The aim of this study was to determine the correlation between the hepatitis B virus surface Ag (HBsAg) genotypes and variations in the clinical/serological pictures among HBsAg positive chronic patients from South Khorasan province of Iran. Twenty-five patients were enrolled in this study. The HBs Ag gene was amplified and was directly sequenced. Genotypes and nucleotide/amino acid substitutions were characterized comparing with sequences obtained from the database. A strains belonged to genotype D, subgenotype D1 and subtype ayw2. Eight samples (group I) contained at least one mutation at the single amino acid level. Five out of 8 samples showed ALT levels above the normal range of which only one sample was anti-HBe positive. Group II (17 samples) did not contain any mutation, 4 were anti-HBe positive and 9 had increased ALT levels. In both groups, in anti-HBe positive patients who showed high levels of ALT, only one sample had amino acid mutations. Conversely, 7 of 20 samples with HBeAg positivity had mutations. In both groups, from a total of 18 amino acid mutations, 5 (27.5%) and 13 (72.5%) occurred in anti-HBe and HBeAg positive groups respectively.

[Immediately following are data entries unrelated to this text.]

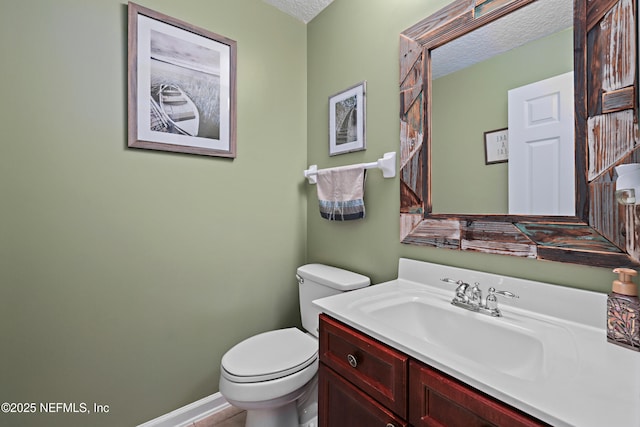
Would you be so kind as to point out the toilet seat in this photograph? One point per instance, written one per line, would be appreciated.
(270, 355)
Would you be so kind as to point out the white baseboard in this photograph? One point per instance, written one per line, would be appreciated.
(185, 416)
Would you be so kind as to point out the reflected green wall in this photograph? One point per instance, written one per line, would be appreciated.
(126, 274)
(355, 40)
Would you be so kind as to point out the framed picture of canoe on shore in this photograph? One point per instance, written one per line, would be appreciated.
(182, 86)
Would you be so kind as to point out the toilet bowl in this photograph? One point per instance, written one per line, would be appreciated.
(270, 387)
(273, 375)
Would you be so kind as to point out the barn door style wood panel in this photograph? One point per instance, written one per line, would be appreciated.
(602, 233)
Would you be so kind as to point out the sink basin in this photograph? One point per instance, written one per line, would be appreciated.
(521, 347)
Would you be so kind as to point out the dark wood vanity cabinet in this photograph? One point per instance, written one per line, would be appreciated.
(360, 380)
(439, 400)
(364, 383)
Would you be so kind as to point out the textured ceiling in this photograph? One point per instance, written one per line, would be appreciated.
(304, 10)
(538, 19)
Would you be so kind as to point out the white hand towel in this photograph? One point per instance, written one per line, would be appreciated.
(341, 192)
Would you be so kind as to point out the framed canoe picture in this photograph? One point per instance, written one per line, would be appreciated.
(182, 86)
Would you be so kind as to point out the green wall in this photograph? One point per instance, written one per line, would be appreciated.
(125, 274)
(472, 101)
(355, 40)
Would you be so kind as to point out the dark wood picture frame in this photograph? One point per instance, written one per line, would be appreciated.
(181, 86)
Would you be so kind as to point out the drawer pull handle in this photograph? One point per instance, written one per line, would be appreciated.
(352, 360)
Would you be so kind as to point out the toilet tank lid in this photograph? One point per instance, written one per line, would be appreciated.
(333, 277)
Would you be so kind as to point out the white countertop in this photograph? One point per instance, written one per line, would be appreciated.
(587, 383)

In general, there was no correlation between the occurrence of mutations and HBeAg status/ALT levels of the patients. The relatively small number of nucleotide/amino acid mutations might belong to either the initial phase (tolerant phase) of chronicity in our patients, regardless of being anti-HBe positive; or that even in anti-HBe positive phase in Iranian genotype D-infected patients, a somehow tolerant pattern due to the host genetic factors may be responsible.